AIMe: Advanced Immediate Messaging
You want always-on Internet in your home, but broadband service doesn't exist yet? No problem.
”Information Appliances” were all the rage in the late 1990’s but were expensive. Always-on broadband Internet was far from widely available. MyPort Express was a startup whose vision was to deliver the future in the present with an advanced, Internet-enhanced Caller ID-like device and service. The concept married unified communications services with simple in-home information appliances named AIMe. Low-cost embedded dial-up modems, paging chipsets, powerline networking, voice compression, and simple displays presented personal, always-on information streams in the home. Unified communication services allowed access to email, voice messaging, and content (weather, news, etc.) via telephone, web, and the home devices.
The idea was to deliver as much high-value voice and text information with as little complexity and expense as possible — old-skool Caller ID meets new-skool twitter. I was present from the beginning of the venture through to the end and played a central role in evolving the concept.

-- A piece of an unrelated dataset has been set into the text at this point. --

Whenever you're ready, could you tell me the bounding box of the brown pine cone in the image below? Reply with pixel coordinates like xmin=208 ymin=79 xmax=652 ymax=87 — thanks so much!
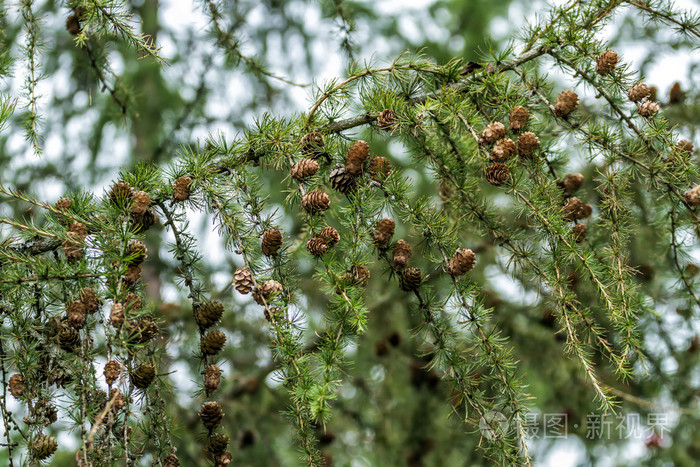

I developed the entire demonstration system. I also developed the concept of connecting the home information appliances to the outside world via a unified communications platform.
The information appliance system consisted of a headless, master device that coordinated communication among the client devices on a home’s powerline network. The headless master acted as a networked answering machine, collected Caller ID information, and by way of a non-disruptive triggering system and dial-up modem mechanism synchronized voice and text with the unified communications server outside the home. The client device acted as a dumb terminal presenting the information available at the master device through a high visibility display and infrared remote control interface.
The Linux-based unified communications demonstration server acted as an email gateway; collected news, weather, etc.; and mirrored the voice communication collected in the home. It then made this information available to the home information appliances and made it available online via a web interface.
MyPort Express was successful in attracting angel investment. However, the Dotcom Bust of the late 1990’s and early 2000’s and then the terrorist attacks of September 11th prevented the project from reaching a point where further investment could be secured and commercial viability could truly be tested.